If you are looking for a pleasant trip to sunny California where the sun is always shining, the people are always beautiful, and there is music constantly in the air, look no further than Nisha Ganatra’s The High Note.
The film follows Maggie (Dakota Johnson), an aspiring music producer who has an unquenchable desire and passion for music. She works for music legend Grace Davis (Tracee Ellis Ross); who in this fictitious world is a superstar on the level of Celine Dion, Whitney Houston, and Cher. She is presented in the film as a mixed bag of a number of Black icons from numerous decades— but ultimately she is Tracee Ellis Ross if she decided to be a musician.
Their stories form a bridged narrative with both moving in similar directions with different motivations. Maggie wants to produce music, specifically, she wants to produce for Grace. She is a lover of the artist’s voice versus the synthetic sound the music industry is heading towards. Grace is struggling to remain autonomous, grappling with the realities of potentially outgrowing her music but still stuck performing the same thing over and over. Her manager/best-friend Jack Robertson (Ice Cube) encourages the safe choice of setting up a Vegas residency for Grace, but she sees it as a slow death sentence.
Directed by Ganatra and written by Flora Greeson, the film has some odd similarities to Ganatra’s last directorial effort The Late Night. The two films are distractingly similar, which strips away any sort of suspense or surprise the film has to offer— although, there is one plot reveal that will certainly have you screaming. The film is simple: older career woman is in a rut, where fading into obscurity is a constant looming threat until a plucky subordinate decides to take matters into her own hands and shake things up. The two bicker but ultimately share the same feelings, and eventually an unbreakable bond is formed to create a mutually beneficial friendship. The structure is a little too been-there-done-that, but the execution is still fine and entertaining.
Although the movie doesn’t dig too deep into the mechanics that are involved in the music business, the story does accurately speak to key struggles that are universally understood. It is about going after what you want, even if there are risks. Maggie struggling to get off the ground, while Grace is trying not dive head first into concrete.
The one major issue this film has is that Grace Davis doesn’t have nearly as much screen time or character development as Maggie. In fact, much of this film is crafted from Maggie’s perspective. We do not get any private moments with Grace that don’t involve her discussing her relationship with Maggie or the scenes don’t go beyond her simply expressing some desire to create new music to whomever she is speaking to. There is just a lack of detail and attention paid to Grace that gives some of her key moments a soft landing. For instance, Grace expresses anxiety over being an older Black woman in the music industry and how slim her chances are to release new hits. That scene in question doesn’t get developed or called back to. Her struggles, although adequately acted out by Tracee Ellis Ross, are secondary to Maggie’s.

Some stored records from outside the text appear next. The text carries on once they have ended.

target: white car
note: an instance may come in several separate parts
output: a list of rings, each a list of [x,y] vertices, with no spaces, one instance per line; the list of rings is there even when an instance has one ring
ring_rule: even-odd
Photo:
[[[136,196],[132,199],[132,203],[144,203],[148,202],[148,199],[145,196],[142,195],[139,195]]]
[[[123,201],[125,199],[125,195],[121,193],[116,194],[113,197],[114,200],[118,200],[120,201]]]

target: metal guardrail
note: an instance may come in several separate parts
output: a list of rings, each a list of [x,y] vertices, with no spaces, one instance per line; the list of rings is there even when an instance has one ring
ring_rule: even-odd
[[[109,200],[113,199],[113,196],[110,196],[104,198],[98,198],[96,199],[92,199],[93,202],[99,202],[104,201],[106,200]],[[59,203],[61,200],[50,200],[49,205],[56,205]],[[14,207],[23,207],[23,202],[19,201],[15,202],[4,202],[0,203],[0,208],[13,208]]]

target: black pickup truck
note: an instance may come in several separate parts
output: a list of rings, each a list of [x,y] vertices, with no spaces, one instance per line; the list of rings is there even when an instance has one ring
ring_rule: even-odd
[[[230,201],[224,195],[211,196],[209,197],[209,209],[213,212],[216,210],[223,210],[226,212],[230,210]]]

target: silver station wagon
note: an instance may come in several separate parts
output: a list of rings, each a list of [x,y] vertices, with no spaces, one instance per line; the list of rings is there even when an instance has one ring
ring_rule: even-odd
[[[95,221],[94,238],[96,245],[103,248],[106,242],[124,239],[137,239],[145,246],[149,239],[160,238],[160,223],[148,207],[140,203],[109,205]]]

Perhaps, this could be forgiven if the narrative did not end up centring the one and only white character in the film. Johnson has nice enough chemistry with everyone and is compelling to watch. However, the role of Maggie could have gone to a woman of colour and the movie would have been better for it, as it would be another layer to Maggie’s struggles and how she relates to Grace. We as an audience are already at an arm’s length from Grace’s story, and it’s strange to have the distance exacerbated that by not centring her story more or sadly, centring our plucky protagonist with sufficiently less barriers in her life.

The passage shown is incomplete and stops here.